Statistical analyses
We examined effects of group on volumes and MD of the hippocampal subdivisions. Our ROI consisted of the CA1, CA2-3, and CA4-Dentate Gyrus, based on the extensive animal literature on the role of these subdivisions in threat-associated learning and anxiety (Hobin et al., 2006; Hunsaker and Kesner, 2008; Kheirbek et al., 2013; Lee and Kesner, 2004; Leutgeb et al., 2007). Furthermore, given our interests in delineating the structure and function relationship of hippocampal disruption in the present study, anatomical proximity of the fMRI group comparison results to the hippocampal subdivisions also motivated us to focus on the left hemisphere. Likewise in the fMRI analyses, for the two orthogonal contrasts [“HC vs ALL GAD vs.” and “GAD ONLY vs GAD/MDD group”], we conducted robust linear regression analyses using volumes or MD of each of the subdivisions as the dependent variable; Group (“0” for HC or GAD only group; “1” for all GAD or GAD/MDD group) as the predictor; Age and intracranial volume or Whole Brain MD as nuisance variables. Results were corrected for multiple comparisons using False Discovery Rate (FDR) correction (Benjamini & Hochberg method; Benjamini and Hochberg, 1995).
Head motion during scanning
Motion parameters were estimated: for diffusion MRI, average translation and average rotation (Yendiki et al., 2014); for fMRI, Framewise Displacement (FD) and DVARS (D denotes temporal derivative of timeseries; VARS, root mean square variance over voxels).

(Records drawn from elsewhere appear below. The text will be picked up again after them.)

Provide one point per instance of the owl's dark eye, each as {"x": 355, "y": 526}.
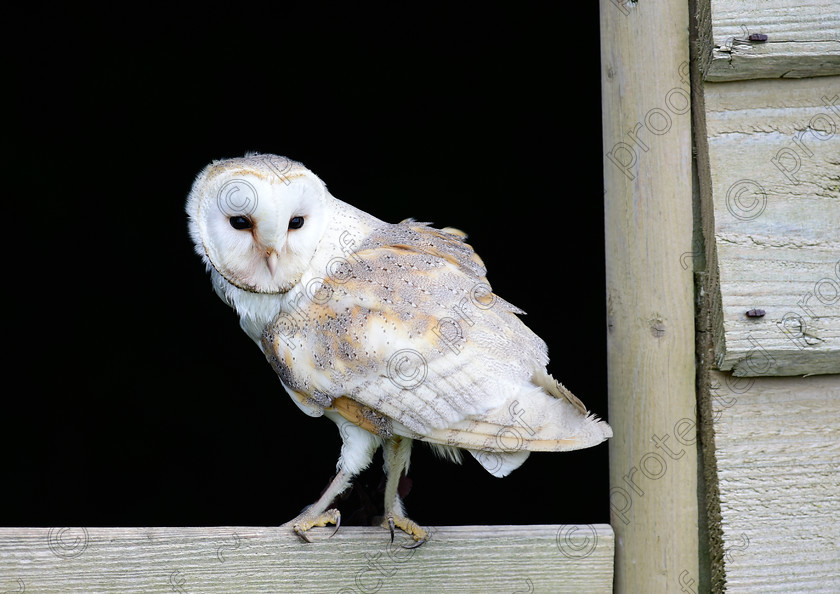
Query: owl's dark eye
{"x": 239, "y": 222}
{"x": 296, "y": 223}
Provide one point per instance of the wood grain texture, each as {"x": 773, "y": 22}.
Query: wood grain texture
{"x": 773, "y": 220}
{"x": 650, "y": 342}
{"x": 803, "y": 39}
{"x": 248, "y": 559}
{"x": 777, "y": 452}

Structural equation modeling
Our motivation for using SEM with mediation analysis was to understand underlying mechanisms across mode diverse samples in terms of neural measures and dimensional negative affect symptoms, rather than drawing inferences from analyses dependent on categorical diagnosis. SEM has several advantages in testing mediation among variables over conventional regression methods: latent variables (factors) in SEM allow easy interpretation of results; SEM can be used to test an extended mediation process with multiple variables or outcomes (Gunzler et al., 2013); measurement errors of observational data can be accounted for in SEM. In addition, although conventional SEM requires large observations, this is not always possible particularly in task-fMRI studies with clinical cohorts. Thus, to minimize potential bias to model fits or parameter estimates from small degrees of freedom, we used Bias-corrected bootstrap sampling for maximum likelihood estimation. We used AMOS 22 for SEM (SPSS Inc.) (Arbuckle, 1994).
Specification of SEM
We estimated three latent variables (factors)–“Hippocampal Repetition Effect (Hippo RE)”, “Hippocampal Grey Matter MD (Hippo MD)”, and “Anxiety & Depression (Anx-Dep)”: for Hippo RE, the parameter estimates of ventral hippocampal repetition effects (in CS) were used as the observed variables; for Hippo MD, the MD measures of the core hippocampal formation (CA1, CA2-3, CA4-Dentate Gyrus) were used; and for Anx-Dep, the four subscales within MASQ (General distress anxiety, anxious arousal, general distress depression, and anhedonic depression) were used. In order to make the model identifiable, we imposed a constraint that error terms of the observed variables for each latent variable have equal variances. Since this model with the minimal constraint showed a sub-optimal model fit (CFI = 0.807; RMSEA = 0.155), we imposed two additional constraints to the model referring to modification indices to improve the model fit: A covariance between MD-CA2/3 and MD-4/DG and a covariance between General Distress Anxiety and Anxious Arousal. This serves as the final model.
Bootstrap sampling
While traditional SEM that is dependent on the assumption of normality requires large samples for estimation, the use of sampling methods, such as bootstrap, to construct better confidence intervals of parameters has been advocated by a growing body of statistical simulation literature (Mackinnon et al., 2004). Here we used bootstrapping methods (5,000 bootstrap samples) to estimate significance of parameters under the maximum likelihood estimation.
Acknowledgments
This research was supported by NSF (CBET0954643; LRMP) and ONR (N0014-04-1-005; LRMP).
References
- Arbuckle JL. Amos - Analysis of Moment Structures. Psychometrika. 1994;59(1):135–137. [Google Scholar]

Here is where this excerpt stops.